Here's a reaction to the first part :
- in "Systems must have similar observational apparatus" you argue that different apparatus lead to different abstractions and claim a blind deaf person is such an example, yet in practice blind deaf people can manipulate all the abstractions others can (with perhaps a different inner representation), that's what general intelligence is about. You can check out this wiki page and video for some of how it's done https://en.wikipedia.org/wiki/Tadoma . The point is that all the abstractions can be understood and must be understood by a general intelligence trying to act effectively, and in practice Helen Keler could learn to speak by using other senses than hearing, in the same way we learn all of physics despite limited native instruments.
I think I had similar reactions to other parts, feeling they were missing the point about NAH and some background assumptions.
Thanks for posting!
↑ comment by Martin Randall (martin-randall) · 2024-11-14T02:49:49.940Z · LW(p) · GW(p)
I appreciate the brevity of the title as it stands. It's normal for a title to summarize the thesis of a post or paper and this is also standard practice on LessWrong.
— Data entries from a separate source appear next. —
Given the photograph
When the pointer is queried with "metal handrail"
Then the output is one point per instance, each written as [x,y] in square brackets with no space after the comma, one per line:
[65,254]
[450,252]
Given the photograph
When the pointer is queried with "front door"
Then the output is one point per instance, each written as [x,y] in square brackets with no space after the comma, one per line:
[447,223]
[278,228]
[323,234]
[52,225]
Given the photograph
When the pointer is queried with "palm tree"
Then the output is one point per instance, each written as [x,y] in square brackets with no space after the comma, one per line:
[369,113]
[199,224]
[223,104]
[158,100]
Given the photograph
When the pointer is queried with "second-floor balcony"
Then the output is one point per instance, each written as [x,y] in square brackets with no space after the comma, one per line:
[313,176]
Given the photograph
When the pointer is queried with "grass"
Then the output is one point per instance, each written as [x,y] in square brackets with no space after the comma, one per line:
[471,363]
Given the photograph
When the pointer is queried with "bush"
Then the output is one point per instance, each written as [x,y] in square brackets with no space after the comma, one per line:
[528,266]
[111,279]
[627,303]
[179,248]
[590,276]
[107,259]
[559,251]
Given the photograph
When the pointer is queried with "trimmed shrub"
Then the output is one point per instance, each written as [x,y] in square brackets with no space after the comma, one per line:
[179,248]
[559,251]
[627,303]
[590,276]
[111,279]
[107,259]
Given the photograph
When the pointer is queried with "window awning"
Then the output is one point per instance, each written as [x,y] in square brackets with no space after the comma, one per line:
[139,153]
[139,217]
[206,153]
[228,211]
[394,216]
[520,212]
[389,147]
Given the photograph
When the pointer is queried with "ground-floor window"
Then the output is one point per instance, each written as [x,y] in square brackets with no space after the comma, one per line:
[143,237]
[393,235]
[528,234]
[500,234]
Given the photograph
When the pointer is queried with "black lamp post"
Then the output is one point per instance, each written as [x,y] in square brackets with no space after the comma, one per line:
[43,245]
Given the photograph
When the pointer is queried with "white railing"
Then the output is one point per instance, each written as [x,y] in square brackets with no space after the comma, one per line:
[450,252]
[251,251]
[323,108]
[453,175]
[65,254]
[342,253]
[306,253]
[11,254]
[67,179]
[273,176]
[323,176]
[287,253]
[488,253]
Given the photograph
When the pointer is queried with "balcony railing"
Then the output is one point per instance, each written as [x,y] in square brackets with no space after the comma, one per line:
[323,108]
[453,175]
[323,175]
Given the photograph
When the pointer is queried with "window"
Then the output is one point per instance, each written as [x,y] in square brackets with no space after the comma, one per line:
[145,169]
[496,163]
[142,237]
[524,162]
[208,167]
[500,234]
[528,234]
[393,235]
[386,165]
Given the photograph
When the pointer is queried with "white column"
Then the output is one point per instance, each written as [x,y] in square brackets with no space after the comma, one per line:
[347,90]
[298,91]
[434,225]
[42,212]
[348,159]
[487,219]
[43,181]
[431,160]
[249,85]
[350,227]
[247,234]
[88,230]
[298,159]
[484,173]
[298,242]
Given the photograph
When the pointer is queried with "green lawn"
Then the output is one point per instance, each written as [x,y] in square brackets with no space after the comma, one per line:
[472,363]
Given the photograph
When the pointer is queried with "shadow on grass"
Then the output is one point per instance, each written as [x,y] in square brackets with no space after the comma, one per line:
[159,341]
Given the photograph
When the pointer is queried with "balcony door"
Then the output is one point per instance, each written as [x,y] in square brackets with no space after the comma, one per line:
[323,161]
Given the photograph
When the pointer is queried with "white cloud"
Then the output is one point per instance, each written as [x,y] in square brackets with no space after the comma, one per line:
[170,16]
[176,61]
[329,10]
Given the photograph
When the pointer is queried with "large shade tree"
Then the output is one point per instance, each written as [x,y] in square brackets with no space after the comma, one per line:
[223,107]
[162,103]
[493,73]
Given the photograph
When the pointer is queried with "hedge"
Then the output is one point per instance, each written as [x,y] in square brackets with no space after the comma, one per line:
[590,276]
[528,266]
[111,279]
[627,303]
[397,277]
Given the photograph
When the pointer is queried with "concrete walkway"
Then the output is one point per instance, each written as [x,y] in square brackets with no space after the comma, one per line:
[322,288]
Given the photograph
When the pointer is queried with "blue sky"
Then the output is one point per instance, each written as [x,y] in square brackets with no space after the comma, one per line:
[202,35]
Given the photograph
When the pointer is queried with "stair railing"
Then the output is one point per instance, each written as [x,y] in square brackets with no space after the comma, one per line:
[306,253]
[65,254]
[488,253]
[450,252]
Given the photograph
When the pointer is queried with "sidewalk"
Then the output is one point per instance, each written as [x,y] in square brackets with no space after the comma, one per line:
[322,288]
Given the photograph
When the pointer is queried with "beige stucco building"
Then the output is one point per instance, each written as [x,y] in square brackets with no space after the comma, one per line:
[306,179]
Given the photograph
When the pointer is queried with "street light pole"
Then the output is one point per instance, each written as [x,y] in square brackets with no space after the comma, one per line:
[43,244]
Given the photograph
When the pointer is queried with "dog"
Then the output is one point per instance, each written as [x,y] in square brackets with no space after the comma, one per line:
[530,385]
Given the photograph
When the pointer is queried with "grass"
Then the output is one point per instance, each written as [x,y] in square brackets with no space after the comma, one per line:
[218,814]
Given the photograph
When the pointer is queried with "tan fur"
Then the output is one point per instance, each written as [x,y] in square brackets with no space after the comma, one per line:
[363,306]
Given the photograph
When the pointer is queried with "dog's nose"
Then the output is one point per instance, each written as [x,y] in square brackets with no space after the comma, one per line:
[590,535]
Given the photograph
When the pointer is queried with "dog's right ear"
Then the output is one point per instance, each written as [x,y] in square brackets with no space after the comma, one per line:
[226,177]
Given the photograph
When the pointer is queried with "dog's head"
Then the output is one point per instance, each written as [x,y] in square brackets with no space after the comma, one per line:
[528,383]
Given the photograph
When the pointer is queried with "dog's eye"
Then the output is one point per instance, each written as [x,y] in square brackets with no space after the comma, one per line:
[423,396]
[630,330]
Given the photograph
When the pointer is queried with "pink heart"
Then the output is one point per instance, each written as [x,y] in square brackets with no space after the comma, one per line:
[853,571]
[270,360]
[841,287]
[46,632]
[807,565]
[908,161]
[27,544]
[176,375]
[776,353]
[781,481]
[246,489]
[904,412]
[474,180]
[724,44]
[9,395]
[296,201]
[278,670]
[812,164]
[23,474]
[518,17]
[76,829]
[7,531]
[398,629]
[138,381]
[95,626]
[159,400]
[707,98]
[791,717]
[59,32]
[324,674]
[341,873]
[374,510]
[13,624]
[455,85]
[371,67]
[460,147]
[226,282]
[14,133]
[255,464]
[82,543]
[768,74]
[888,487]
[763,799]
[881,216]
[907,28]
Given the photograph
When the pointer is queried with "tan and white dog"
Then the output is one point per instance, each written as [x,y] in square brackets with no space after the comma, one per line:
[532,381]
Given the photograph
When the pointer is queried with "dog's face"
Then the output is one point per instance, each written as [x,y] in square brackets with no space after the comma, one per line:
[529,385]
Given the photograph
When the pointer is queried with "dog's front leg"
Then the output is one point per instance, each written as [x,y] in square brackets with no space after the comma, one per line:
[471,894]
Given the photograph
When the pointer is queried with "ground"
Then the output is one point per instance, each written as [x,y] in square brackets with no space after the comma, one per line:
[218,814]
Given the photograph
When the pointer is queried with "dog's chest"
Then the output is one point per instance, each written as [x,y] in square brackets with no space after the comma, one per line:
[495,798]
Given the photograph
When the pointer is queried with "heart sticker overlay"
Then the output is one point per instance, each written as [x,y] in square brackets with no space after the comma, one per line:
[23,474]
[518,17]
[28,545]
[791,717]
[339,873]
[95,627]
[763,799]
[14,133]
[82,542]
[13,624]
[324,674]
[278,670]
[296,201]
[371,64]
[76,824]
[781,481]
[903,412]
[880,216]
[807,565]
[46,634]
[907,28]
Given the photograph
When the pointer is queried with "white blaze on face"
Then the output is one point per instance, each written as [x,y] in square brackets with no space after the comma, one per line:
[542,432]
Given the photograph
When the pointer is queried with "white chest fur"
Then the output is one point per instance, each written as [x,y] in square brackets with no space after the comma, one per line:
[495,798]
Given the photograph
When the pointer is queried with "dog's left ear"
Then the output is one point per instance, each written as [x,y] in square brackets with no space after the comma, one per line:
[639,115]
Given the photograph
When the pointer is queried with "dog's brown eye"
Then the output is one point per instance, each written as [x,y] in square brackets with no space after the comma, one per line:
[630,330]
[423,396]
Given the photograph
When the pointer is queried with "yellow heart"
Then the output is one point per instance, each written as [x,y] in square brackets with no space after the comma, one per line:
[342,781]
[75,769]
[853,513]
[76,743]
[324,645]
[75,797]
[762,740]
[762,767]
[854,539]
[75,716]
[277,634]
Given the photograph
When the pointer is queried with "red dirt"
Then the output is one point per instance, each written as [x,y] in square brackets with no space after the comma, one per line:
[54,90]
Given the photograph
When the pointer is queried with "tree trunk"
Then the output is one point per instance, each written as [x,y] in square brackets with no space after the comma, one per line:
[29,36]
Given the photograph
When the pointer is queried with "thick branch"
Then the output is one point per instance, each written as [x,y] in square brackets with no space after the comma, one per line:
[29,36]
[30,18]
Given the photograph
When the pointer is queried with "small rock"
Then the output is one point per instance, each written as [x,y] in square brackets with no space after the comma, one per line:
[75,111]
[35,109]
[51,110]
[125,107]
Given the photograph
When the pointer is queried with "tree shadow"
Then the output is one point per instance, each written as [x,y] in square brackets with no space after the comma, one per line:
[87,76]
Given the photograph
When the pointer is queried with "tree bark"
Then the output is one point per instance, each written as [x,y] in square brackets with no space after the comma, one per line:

For example:
- The sun is big but superintelligences will not spare the Earth a little sunlight [LW · GW].
- The point of trade [LW · GW]
- There's no fire alarm for AGI [LW · GW]
The introductory paragraphs sufficiently described the epistemic status of the author for my purposes. Overall, I found the post easier to engage with because it made its arguments without hedging.
↑ comment by Alfred Harwood · 2024-11-06T22:24:25.947Z · LW(p) · GW(p)
Your reaction seems fair, thanks for your thoughts! Its a good a suggestion to add an epistemic status - I'll be sure to add one next time I write something like this.
↑ comment by papetoast · 2024-11-07T06:14:38.512Z · LW(p) · GW(p)
Agreed on the examples of natural abstractions. I held a couple abstraction examples in my mind (e.g. atom, food, agent) while reading the post and found that it never really managed to attack these truly very general (dare I say natural) abstractions.
Replies from: deepthoughtlife↑ comment by deepthoughtlife · 2024-11-08T05:25:27.869Z · LW(p) · GW(p)
The good thing about existence proofs is that you really just have to find an example. Sometimes, I can do that.